Below are some of the key areas you will want to cover in your written partnership agreement:
- What is the name of the partnership?
- What is the purpose of the partnership?
- What is the duration of the partnership?
Responsibilities, performance and remuneration
- What is each partner’s role?
- What are each partner’s responsibilities within the company, and what level of performance is expected?
- Are partners expected to make a full-time commitment to the venture, or are business activities permitted?
- What will be the income of each partner, and how will profits or losses be distributed?
- What will each partner be contributing to the partnership in terms of cash, assets, loans, investments, and/or labor?
- If a partner loans the company money, what will be the terms or repayment?
- Will the partners be expected to make additional contributions to the partnership, and if so, how will that be handled?
Withdrawal of partners/admission of new partners
- What guidelines should be followed if one partner wants to leave the partnership?
- Will partners be allowed to sell their interests in the business to outsiders?
- On what grounds can a partner be expelled from the partnership (misconduct, non-performance of duties)?
- How will new partners be admitted to the partnership?
- What guidelines should be followed if one partner wants to retire or leave the partnership?
- What happens if a partner is incapacitated or dies?
- Will the partnership take out “key man” life insurance to ensure the surviving partner is able to buy the deceased partner’s shares from his/her heirs?
- Will partners who leave have to sign a non-compete agreement?
- What methods will be used to settle disputes that can’t be otherwise resolved?
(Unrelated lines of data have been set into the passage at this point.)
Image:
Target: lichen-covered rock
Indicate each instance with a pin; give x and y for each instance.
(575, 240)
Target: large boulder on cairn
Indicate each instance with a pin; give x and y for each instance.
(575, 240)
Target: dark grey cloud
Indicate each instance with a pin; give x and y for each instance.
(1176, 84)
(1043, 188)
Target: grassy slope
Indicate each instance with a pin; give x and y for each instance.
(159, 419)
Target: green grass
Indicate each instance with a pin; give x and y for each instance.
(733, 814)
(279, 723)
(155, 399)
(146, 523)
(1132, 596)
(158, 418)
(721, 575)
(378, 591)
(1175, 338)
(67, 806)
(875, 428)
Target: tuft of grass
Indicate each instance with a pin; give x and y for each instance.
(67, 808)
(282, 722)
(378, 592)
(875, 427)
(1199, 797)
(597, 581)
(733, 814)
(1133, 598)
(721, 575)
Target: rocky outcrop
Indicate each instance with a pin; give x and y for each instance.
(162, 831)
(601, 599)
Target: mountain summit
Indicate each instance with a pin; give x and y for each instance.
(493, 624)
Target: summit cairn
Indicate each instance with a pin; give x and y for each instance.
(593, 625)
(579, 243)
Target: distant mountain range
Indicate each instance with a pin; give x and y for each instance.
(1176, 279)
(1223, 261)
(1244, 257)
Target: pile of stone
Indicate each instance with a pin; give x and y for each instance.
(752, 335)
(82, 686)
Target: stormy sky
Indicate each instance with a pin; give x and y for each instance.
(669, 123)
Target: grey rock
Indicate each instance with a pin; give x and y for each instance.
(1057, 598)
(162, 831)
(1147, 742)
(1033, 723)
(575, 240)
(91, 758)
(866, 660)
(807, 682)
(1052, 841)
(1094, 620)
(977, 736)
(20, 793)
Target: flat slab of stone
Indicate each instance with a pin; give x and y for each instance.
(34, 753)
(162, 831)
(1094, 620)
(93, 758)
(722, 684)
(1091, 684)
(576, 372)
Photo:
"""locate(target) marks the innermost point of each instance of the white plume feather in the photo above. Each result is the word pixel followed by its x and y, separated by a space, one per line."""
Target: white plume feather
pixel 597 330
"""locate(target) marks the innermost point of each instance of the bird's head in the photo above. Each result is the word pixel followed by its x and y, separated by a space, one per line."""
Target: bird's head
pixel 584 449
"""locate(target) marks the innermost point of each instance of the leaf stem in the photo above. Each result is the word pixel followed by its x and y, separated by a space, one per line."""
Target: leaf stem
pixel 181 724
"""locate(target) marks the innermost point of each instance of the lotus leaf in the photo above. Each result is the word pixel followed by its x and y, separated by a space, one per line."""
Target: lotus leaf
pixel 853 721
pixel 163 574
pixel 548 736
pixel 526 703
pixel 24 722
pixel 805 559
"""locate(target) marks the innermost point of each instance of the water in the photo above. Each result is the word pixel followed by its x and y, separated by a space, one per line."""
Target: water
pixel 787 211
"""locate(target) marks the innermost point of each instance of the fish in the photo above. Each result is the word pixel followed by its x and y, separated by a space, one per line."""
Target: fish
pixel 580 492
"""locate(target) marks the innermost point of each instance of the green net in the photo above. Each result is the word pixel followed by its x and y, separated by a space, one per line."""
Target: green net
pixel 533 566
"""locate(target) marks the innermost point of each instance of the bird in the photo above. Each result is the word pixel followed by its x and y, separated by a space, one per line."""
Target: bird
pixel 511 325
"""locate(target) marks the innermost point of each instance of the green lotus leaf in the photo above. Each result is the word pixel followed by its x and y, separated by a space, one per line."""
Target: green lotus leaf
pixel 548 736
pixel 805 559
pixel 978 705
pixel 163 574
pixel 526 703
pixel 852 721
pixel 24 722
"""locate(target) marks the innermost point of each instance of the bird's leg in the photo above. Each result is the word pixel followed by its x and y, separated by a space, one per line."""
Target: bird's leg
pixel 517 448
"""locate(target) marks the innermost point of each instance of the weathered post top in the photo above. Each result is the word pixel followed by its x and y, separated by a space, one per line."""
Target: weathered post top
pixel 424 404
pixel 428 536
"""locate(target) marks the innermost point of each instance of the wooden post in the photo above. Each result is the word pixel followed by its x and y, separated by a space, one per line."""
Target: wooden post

- What procedures should be used in the event of a tie vote between partners on crucial partnership decisions?
- Will you use mediation or binding arbitration?
- If disputes can’t be resolved, is there a mechanism in place for dissolving the partnership?
- What banking arrangements will be made for the partnership?
- Which partners will have check signing privileges?
- Who will be authorized to draw on the partnership’s accounts?
- How will the books be kept?
Method for dissolving the partnership
- When can the partnership be dissolved?
- What happens to the partnership if the partners decide they can’t work together?
- What methods will be used to determine the value of the business in the event of a sale, dissolution, death, disability or withdrawal of a partner?